Congress granted composers and publishers of music copyright protection in 1909. But the recording and radio industries were in their infancy, and the actual musical recordings were not covered. Congress extended limited copyright protection to musical performances in the 1970s to guard against an earlier form of piracy: the copying of records and tapes. But by then, broadcasters were influential enough to snuff out any talk of making them pay musicians and recording companies for playing their music. “The old saying is the reason broadcasters don’t pay a performance royalty is there’s a radio station in every congressional district and a record company in three,” said Chris Castle, a music industry lawyer.

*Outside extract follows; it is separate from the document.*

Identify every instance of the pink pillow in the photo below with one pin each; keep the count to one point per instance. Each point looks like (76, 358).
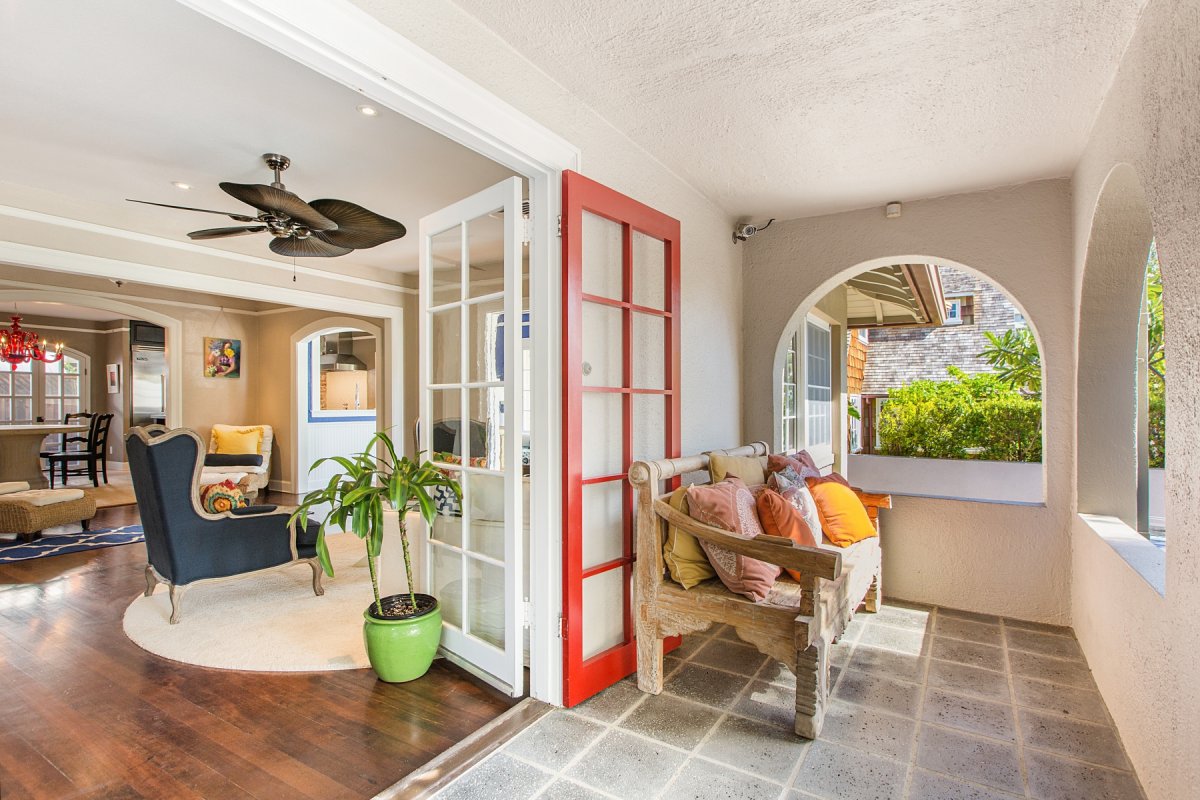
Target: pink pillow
(730, 506)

Broadcasters even successfully fought a group of singers and musicians led by Frank Sinatra in the late 1980s who tried to pressure Congress into changing the law. Broadcasters also prevailed in 1995, when Congress exempted them from new fees for digital recordings that everyone else had to pay. “Congress has always recognized that broadcasters generate enormous sums of revenue to record companies and artists in terms of airplay,” said NAB Executive Vice President Dennis Wharton. Radio stations also have public-interest obligations that satellite and Internet broadcasters don’t have to worry about, he said. Satellite radio, Internet broadcasters and cable television companies offering digital music channels now pay performance royalties. The recording industry and musician groups say it’s time for traditional radio stations to pony up. “Most of the artists in the world are kind of middle-class cats, trying to piece together a living,” said Jonatha Brooke, a singer-songwriter who is part of the Recording Artists Coalition advocacy group. “It’s important to be recognized and paid for our work.”